The location of the Vote
[31] While the notification of the vote did not provide the place of the vote as required by s 180(3)(a), Mr Johnson submitted that mass meetings of staff were held at the Applicant’s Depot. The Depot was known as the central location used by all staff covered by the Agreement and was the base for the commencement and cessation of work. Mr Johnson stated that the LGRCEU did not received any advice from its members that they did not know where the ballot would be conducted. 21
[32] Mr Bogoevski explained that since 2009, two agreements had been registered. 22 He stated that the ballot for employees on both occasions had taken place at the Applicant’s Depot.23 Further, in 2020 the Applicant had asked the relevant employees to approve a proposed agreement by way of ballot in the October, the ballot was held at the Depot, but the agreement was not voted up.24
[33] Notwithstanding the omission of the place of the vote from the vote notification, I am satisfied that having regard to the decision of the Full Bench in Huntsman, this constitutes a minor procedural or technical error for the purposes of s 188(2)(a). Further, having regard to the evidence of Messrs Johnson and Bogoevski, I am satisfied that the employees covered by the Agreement were not likely to have been disadvantaged by the error. As a result, I am satisfied that the Agreement has been genuinely agreed to, within the meaning of s 188(2) of the Act.
Conclusion
[34] Subject to the undertakings referred to at paragraph [2], and on the basis of the material contained in the application, accompanying declarations, witness statements and submissions, I am satisfied that each of the requirements of ss 186, 187, 188, and 190 as are relevant to this application for approval have been met.

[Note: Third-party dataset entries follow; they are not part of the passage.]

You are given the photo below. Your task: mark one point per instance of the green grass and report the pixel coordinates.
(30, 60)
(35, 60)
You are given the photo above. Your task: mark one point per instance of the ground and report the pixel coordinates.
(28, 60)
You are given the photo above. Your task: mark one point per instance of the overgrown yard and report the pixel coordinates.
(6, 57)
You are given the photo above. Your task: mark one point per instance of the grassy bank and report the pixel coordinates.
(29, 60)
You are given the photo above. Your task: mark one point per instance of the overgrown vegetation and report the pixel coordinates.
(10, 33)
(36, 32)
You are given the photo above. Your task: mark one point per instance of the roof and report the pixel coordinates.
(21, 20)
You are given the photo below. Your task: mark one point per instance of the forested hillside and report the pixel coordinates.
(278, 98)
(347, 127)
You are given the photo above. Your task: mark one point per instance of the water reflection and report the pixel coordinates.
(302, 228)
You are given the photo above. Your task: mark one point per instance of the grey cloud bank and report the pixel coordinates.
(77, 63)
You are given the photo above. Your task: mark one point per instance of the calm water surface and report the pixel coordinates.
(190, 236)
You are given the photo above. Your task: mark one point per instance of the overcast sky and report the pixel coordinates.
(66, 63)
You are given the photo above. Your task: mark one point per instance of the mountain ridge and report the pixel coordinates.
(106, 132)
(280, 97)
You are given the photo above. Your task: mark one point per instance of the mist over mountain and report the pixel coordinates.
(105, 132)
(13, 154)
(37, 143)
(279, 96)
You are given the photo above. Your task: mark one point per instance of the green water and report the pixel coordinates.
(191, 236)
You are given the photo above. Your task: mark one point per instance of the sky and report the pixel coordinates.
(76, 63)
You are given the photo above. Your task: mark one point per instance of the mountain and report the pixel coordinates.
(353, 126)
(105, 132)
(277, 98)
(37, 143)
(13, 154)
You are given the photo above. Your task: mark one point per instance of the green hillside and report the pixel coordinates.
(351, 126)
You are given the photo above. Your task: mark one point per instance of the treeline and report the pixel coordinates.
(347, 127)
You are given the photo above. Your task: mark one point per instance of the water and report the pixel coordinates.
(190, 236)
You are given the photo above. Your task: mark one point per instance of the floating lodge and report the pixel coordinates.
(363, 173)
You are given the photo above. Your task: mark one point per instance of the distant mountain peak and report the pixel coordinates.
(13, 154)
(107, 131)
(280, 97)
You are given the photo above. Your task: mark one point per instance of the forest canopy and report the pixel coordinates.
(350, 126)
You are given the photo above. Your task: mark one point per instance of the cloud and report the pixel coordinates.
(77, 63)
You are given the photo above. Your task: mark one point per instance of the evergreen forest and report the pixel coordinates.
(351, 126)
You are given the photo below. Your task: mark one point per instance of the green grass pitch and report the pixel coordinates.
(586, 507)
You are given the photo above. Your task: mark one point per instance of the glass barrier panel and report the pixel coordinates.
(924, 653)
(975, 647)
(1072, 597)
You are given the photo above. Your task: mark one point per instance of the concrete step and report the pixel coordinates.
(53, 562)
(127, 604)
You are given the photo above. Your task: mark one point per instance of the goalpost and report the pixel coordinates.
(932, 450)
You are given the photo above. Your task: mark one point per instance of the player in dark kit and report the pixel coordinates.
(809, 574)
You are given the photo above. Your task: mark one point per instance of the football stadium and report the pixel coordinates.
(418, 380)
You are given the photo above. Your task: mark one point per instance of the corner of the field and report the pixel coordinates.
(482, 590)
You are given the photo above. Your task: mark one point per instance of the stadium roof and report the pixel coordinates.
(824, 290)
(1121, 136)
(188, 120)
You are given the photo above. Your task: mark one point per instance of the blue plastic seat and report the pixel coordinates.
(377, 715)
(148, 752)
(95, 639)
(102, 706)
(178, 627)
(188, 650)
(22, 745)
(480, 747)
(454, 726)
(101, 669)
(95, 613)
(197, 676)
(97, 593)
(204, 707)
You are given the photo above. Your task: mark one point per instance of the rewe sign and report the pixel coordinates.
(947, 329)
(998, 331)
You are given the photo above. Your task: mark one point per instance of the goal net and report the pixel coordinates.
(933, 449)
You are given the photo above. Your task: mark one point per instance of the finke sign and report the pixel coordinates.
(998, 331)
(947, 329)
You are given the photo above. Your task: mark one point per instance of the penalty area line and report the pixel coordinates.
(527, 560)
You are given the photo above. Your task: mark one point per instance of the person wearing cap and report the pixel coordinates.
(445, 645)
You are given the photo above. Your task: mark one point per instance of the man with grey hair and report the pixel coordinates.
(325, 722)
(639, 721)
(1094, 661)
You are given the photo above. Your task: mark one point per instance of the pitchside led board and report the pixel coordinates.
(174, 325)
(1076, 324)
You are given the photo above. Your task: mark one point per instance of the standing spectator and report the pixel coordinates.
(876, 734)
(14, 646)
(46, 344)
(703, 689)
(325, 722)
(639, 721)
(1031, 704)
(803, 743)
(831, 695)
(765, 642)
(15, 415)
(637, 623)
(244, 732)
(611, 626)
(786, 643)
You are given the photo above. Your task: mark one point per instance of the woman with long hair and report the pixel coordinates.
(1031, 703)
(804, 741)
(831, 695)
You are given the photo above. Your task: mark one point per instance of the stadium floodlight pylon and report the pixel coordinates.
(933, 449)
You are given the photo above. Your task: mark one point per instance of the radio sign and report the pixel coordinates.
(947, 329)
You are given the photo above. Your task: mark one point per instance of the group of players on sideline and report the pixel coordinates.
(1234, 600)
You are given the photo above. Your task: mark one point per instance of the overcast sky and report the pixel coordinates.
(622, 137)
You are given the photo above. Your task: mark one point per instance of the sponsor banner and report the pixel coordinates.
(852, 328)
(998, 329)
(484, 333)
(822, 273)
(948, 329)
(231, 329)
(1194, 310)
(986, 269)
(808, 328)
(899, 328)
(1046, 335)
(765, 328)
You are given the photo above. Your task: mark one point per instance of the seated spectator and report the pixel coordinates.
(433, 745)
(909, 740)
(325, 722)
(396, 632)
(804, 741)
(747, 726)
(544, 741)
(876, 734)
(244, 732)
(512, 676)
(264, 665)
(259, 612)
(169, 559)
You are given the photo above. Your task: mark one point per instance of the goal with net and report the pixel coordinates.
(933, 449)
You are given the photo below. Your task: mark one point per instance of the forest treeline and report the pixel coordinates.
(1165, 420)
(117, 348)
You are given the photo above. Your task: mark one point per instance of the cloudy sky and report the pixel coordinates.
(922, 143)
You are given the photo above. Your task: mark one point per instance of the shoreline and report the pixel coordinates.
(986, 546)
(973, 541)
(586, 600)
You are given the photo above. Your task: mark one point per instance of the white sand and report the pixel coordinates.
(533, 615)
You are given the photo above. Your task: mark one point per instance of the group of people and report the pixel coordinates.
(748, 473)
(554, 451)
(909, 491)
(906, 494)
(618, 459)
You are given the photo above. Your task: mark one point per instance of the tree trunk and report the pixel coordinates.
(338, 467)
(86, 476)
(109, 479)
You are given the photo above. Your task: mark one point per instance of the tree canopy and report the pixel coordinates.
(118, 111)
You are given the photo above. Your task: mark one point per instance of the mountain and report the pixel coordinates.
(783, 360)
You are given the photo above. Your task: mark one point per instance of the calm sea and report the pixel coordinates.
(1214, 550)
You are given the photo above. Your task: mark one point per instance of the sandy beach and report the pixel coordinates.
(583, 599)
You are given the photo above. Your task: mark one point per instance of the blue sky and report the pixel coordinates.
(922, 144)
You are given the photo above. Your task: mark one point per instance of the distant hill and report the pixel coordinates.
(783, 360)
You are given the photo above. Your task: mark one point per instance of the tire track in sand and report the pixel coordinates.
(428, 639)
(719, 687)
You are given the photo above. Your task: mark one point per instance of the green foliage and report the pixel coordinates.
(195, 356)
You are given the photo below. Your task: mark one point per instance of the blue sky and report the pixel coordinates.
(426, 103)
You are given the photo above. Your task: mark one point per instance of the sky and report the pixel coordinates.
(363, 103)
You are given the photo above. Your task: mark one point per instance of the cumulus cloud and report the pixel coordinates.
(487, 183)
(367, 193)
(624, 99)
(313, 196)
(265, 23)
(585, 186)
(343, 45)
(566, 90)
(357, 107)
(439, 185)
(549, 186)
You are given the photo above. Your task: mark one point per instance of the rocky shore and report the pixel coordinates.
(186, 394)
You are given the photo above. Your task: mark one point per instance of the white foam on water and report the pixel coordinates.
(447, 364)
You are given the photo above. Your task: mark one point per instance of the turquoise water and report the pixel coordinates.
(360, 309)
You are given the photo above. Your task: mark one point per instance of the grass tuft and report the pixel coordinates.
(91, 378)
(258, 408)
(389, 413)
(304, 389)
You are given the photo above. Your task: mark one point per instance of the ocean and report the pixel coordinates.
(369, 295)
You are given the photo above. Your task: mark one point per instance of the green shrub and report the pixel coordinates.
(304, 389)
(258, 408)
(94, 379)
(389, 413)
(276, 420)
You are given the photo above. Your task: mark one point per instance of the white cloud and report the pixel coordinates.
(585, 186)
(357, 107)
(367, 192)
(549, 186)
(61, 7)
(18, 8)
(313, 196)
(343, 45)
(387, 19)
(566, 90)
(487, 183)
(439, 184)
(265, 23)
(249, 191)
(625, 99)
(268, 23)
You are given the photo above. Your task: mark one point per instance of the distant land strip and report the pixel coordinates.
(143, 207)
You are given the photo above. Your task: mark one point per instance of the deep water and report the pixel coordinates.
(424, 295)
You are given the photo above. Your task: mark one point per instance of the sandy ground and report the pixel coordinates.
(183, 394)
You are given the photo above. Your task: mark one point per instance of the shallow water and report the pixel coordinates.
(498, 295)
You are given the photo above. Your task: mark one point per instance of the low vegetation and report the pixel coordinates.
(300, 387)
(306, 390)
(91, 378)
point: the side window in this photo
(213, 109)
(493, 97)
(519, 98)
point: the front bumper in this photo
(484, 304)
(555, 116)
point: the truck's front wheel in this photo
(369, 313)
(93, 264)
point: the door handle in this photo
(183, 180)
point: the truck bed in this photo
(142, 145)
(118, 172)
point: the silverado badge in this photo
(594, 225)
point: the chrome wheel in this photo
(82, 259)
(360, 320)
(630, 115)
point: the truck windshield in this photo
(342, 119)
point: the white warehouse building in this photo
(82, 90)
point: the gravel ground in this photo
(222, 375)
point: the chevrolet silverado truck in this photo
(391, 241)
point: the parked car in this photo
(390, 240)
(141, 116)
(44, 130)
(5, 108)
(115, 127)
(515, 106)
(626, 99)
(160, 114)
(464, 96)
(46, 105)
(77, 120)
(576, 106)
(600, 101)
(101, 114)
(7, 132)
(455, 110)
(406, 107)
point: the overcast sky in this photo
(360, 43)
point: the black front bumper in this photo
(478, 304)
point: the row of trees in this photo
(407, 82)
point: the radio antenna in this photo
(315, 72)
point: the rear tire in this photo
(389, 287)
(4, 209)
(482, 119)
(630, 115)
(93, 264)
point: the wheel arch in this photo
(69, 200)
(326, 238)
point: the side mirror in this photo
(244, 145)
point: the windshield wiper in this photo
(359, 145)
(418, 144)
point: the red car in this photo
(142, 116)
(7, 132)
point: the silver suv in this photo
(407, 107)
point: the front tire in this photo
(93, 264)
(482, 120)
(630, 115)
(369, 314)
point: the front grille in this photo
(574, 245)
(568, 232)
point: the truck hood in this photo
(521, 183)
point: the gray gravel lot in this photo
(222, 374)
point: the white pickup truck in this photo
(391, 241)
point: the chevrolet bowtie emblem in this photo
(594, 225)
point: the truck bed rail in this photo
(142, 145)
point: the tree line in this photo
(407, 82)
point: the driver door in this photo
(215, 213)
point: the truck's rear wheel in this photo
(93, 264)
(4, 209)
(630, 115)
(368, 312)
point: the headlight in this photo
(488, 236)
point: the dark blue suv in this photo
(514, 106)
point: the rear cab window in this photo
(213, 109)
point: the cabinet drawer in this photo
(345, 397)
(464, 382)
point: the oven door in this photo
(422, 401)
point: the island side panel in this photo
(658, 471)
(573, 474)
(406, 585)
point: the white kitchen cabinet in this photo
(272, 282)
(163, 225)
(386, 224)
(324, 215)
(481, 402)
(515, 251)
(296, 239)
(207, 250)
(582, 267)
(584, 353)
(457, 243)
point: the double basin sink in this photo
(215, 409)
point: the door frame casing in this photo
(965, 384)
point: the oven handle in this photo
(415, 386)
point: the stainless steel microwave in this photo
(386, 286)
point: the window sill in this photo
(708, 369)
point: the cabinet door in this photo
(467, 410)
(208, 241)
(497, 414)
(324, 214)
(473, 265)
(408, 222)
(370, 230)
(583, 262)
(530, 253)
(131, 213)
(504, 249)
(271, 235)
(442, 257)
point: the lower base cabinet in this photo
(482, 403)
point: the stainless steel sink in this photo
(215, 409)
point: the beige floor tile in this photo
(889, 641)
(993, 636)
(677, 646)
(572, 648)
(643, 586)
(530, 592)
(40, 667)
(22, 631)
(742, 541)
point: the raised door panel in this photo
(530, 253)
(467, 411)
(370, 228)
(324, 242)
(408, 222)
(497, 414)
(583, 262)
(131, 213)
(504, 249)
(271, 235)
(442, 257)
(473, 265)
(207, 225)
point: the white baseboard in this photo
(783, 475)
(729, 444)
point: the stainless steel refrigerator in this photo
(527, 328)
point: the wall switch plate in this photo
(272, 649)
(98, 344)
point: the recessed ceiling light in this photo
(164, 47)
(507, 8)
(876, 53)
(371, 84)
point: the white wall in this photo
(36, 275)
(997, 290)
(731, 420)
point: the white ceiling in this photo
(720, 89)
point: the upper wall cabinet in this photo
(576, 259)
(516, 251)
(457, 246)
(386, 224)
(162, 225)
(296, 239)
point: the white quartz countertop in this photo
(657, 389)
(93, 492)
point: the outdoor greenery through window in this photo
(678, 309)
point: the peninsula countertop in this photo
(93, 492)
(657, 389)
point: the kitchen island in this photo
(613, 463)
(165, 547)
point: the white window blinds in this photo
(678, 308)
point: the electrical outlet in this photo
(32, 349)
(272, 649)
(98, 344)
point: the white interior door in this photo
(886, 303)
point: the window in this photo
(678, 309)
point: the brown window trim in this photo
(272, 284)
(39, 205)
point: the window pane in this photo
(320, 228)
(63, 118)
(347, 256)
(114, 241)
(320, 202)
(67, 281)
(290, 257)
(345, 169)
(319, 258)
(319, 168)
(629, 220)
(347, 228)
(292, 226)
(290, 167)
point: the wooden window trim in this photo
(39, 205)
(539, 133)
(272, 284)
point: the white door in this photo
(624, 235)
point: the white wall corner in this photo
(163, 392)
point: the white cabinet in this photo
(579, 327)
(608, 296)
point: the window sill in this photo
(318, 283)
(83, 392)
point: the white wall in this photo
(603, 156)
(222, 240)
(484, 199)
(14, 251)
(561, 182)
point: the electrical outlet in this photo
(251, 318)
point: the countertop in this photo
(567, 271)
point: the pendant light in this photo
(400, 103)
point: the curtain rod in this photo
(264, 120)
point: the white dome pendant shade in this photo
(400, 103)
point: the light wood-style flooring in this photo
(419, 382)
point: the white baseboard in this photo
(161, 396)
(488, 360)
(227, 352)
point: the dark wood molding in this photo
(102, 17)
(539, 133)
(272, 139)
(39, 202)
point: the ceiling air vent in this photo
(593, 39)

[35] The Organisations being bargaining representatives for the Agreement, have given notice under s 183 of the Act they want the Agreement to cover them. In accordance with s 201(2), and based on the declarations provided by the Organisations, I note that the Organisations are covered by the Agreement.
[36] The Agreement was approved on 28 September 2021 and, in accordance with s 54, will operate from 5 October 2021. The nominal expiry date of the Agreement is 30 June 2022.
DEPUTY PRESIDENT
Printed by authority of the Commonwealth Government Printer
<AE513177 PR734159>
Annexure A
1 Form F17 Employer’s declaration in support of an application for approval of an enterprise agreement (other than a greenfields agreement) Q.4.
2 Form F17 Employer’s declaration in support of an application for approval of an enterprise agreement (other than a greenfields agreement) Q.7.
3 Witness Statement of Goran Bogoevski 3 September 2021 (First Statement Bogoevski) [9].
4 First Statement of Bogoevski [12].
5 Ibid.
6 First Statement of Bogoevski [13].
7 First Statement of Bogoevski [15].
8 First Statement of Bogoevski [16].
9 [2019] FWCFB 318.
10 Witness Statement of Stephen James Farrell (Farrell Statement) [4].
11 Farrell Statement [10].
12 Ibid.
13 Farrell Statement [11].
14 Witness Statement of Andrew Johnson (Johnson Statement) [10].
15 Johnson Statement [13] – [16].
16 Witness Statement of Tamika Payne (Payne Statement) [2].
17 Payne Statement [2].
18 Payne Statement [3].
19 Payne Statement [4].
20 Payne Statement [6].
21 Johnson Statement [15].
22 First Statement of Bogoevski [18].
23 First Statement of Bogoevski [19].
24 First Statement of Bogoevski [20].